Once upon a time in a long-forgotten place, I fell in love. This was a life-changing, head-over-heels-kind-of-love, and the subject of my swoon was Robert Frank’s seminal book of black and white photographs, The Americans.
At the time, I was an aspiring photographer, and Frank’s pictures blew the top off my head and showed me what photography could be. The Americans had the same effect on tens of thousands of other photographers at all skill levels, and it reverberated among artists, writers and other observers of the American scene. Such is its power that 50 years later we are still talking about and showing the Americans.
Frank’s pictures were idiosyncratic, brutally honest, dark, foreboding and furtive. Those pictures absolutely killed. Robert Frank’s take on America was almost exactly the opposite of the country’s prevailing vision of itself – more Allen Ginsberg and Jack Kerouac than Eisenhower. It was a beat generation document but a whole lot more. The Americans upset a lot of people of course, given the less than rose colored tint it portrayed. “A sad poem for sick people” was one comment.
In the recent New Yorker write-up on the Frank show at the Met, Anthony Lane remarks on how Frank shot over 760 rolls of film on three trips around the U.S. on a Guggenheim grant. He developed his film, made his contact sheets, and set about printing a group of selected images. He printed one thousand work prints (a work print refers to a quickly made image that a photographer will consider over time and then later print to exacting specifications) of this place called America. That a Swiss born Jew in 1955 would conceive of somehow capturing the soul of these United States in a group of photographs is quite an astonishing proposition, but that’s a discussion for another time.
Here is what’s amazing. Robert Frank shot thousands upon thousands of photographs – 27,000+ in all. It’s not unusual for a documentary, street-shooting, photo-journalist type of photographer to shoot vast amounts of film – it’s the nature of the beast.
What’s incredible is the discipline and vision it took for Robert Frank to cull through his work and edit it down to only 83 (!) pictures. In the shooting, he collected the raw data. But like the filmmaker that he would soon become, it was in the editing room where the miracle occurred.
Through careful (and brutal) editing, and his sequencing, he told his unique story, changed the course of contemporary photography, influenced legions of photographers who followed him, and, reflected back to us an image of ourselves wholly unexpected, uncomfortable, unsettling, true.

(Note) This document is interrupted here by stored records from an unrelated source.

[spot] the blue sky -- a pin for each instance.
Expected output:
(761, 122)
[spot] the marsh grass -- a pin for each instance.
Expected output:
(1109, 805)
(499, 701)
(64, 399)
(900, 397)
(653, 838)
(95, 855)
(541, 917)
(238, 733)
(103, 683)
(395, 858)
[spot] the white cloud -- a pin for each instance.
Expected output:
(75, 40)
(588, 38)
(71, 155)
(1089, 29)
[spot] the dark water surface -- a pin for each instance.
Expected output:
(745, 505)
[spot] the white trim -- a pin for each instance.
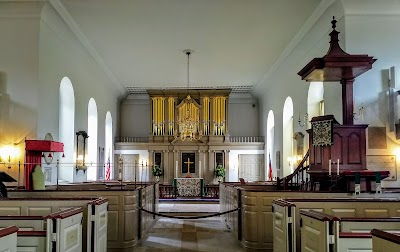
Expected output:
(318, 12)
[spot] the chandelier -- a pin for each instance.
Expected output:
(188, 117)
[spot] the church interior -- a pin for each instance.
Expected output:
(257, 110)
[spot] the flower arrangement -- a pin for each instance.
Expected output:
(220, 171)
(157, 170)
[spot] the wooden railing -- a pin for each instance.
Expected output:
(246, 139)
(170, 192)
(211, 192)
(132, 139)
(298, 179)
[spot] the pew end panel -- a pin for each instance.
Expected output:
(35, 241)
(66, 227)
(355, 242)
(8, 239)
(383, 241)
(283, 230)
(318, 231)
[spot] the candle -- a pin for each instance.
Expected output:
(199, 169)
(330, 167)
(338, 168)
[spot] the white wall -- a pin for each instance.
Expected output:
(243, 115)
(283, 81)
(135, 116)
(373, 30)
(62, 54)
(233, 172)
(19, 43)
(144, 175)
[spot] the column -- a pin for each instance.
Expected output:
(211, 166)
(226, 161)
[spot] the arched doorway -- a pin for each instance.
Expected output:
(287, 138)
(92, 140)
(66, 128)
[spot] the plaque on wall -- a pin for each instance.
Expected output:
(188, 161)
(383, 163)
(219, 159)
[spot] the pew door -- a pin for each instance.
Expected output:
(68, 236)
(100, 227)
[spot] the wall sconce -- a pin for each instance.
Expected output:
(290, 161)
(305, 120)
(360, 113)
(6, 154)
(321, 107)
(81, 137)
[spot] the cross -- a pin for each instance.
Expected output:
(188, 163)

So any of us who write for a living, (or do other kinds of creative work) one of the lessons of Frank’s achievement is this: Great work involves culling, murdering your darlings – letting go of all your favorite, nifty little phrases and word choices and give the reader the heart and soul of the story.
Murder your darlings, if you have not yet heard the phrase, is attributed to Sir Arthur Quiller-Couch who taught writing at Oxford.